Forming a near-term base. We see a base building month ahead with June marking a peak in rate hike worries. Similarly, our rates strategist keeps his view for inflation fears to peak in 2Q and improve thereafter. We see support at STI 3142 as valuation is inexpensive at 12.2x (-1SD) 12-mth forward PE. A base in June followed by a July recovery is in line with STI’s seasonal trend that had guided us to expect a weak May.

Positive 1Q22 earnings revision. The recent results season saw earnings revision of+2.6% for FY22 and +3.1% for FY23 for companies under our coverage. STI’s EPS growth forecast stands at a double-digit rate of 11.3% in FY22F and 15.9% for FY23F. SIA has almost single handedly lifted the earnings revision for the industrial sector that helped offset modest downward revisions for banks – UOB and OCBC. Higher CPO prices buoyed a 17% lift in FY22F earnings for consumer staples led by First Resources and Bumitama Agri.

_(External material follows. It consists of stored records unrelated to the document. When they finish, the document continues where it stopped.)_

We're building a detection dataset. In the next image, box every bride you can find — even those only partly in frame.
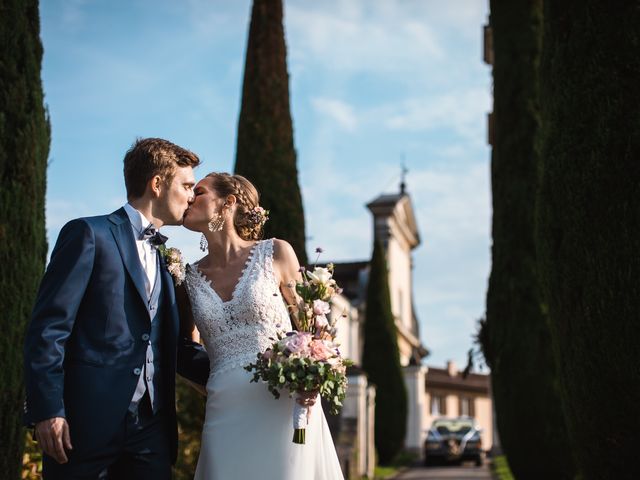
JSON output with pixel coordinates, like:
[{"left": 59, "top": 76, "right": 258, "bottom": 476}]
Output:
[{"left": 181, "top": 173, "right": 343, "bottom": 480}]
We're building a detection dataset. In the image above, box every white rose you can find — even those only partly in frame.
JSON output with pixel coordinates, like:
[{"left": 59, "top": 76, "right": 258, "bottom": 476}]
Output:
[{"left": 307, "top": 267, "right": 331, "bottom": 285}]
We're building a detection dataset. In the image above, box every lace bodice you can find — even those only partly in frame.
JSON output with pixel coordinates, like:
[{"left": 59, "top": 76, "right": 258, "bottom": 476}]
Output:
[{"left": 185, "top": 239, "right": 291, "bottom": 375}]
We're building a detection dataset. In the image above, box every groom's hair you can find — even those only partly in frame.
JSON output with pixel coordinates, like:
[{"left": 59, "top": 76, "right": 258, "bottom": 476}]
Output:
[{"left": 124, "top": 138, "right": 200, "bottom": 199}]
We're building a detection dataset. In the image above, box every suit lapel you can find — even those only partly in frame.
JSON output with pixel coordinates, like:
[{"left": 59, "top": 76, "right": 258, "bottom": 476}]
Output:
[
  {"left": 158, "top": 252, "right": 180, "bottom": 338},
  {"left": 109, "top": 208, "right": 147, "bottom": 305}
]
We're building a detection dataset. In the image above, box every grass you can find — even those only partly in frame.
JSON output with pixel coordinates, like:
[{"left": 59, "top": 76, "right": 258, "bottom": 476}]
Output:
[{"left": 491, "top": 455, "right": 514, "bottom": 480}]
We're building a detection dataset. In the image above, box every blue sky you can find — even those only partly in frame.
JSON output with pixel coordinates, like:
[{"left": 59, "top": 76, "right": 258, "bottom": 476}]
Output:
[{"left": 40, "top": 0, "right": 491, "bottom": 365}]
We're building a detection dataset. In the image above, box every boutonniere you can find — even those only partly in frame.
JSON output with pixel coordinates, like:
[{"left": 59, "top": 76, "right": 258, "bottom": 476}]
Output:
[{"left": 158, "top": 245, "right": 186, "bottom": 286}]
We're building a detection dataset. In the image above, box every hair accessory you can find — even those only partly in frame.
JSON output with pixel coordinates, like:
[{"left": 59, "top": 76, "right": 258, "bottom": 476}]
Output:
[
  {"left": 208, "top": 212, "right": 226, "bottom": 232},
  {"left": 247, "top": 205, "right": 269, "bottom": 226}
]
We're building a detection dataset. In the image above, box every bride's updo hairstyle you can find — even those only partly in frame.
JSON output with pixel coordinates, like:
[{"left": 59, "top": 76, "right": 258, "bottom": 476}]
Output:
[{"left": 206, "top": 172, "right": 267, "bottom": 240}]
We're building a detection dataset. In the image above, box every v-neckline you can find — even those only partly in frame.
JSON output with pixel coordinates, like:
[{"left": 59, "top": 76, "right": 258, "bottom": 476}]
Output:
[{"left": 194, "top": 241, "right": 260, "bottom": 305}]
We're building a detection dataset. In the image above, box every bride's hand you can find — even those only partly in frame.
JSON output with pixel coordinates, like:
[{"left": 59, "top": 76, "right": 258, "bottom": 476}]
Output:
[{"left": 296, "top": 390, "right": 318, "bottom": 407}]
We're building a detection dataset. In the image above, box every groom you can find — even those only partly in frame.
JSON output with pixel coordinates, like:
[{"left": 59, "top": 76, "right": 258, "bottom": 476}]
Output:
[{"left": 25, "top": 138, "right": 209, "bottom": 480}]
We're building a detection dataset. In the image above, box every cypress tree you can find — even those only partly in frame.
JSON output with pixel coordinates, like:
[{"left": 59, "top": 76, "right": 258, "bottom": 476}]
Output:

Rate hike casualties approaching a tactical low. We seek bargain hunting opportunities post the market sell-off in May. Technology and REITs, which have underperformed YTD, should stabilize and attempt a recovery as rate hike fears peak. Our technology picks are AEM and Venture Corp. Leveraging off our recent REITs report titled Bank the winners, our picks are MINTFLT and KREIT

Reopening remains in favour. We stay positive on the reopening theme. Pent-up travel demand among locals and inbound tourists will make up for some of the slag from China’s zero-COVID policy that is likely to remain through 3Q22 at least. Our picks are SATSSIAARTCDL HT and Genting for reopening of air borders; FCTLREITCICT and ComfortDelgro for easing domestic restrictions. 

Grocers and telcos are a stagflation hedge. Our base view is for the Singapore economy to grow by 3.5% y-o-y for 2022. While stagflation risk is low in Singapore, worries about a global economic slowdown or even recession has risen. There are few winners in an economic recession or worse, stagflation. For investors who seek a hedge against such a scenario, unlikely at this juncture, consumer staples such as grocery retail, Sheng Siong, and telco SingTel are outperformers.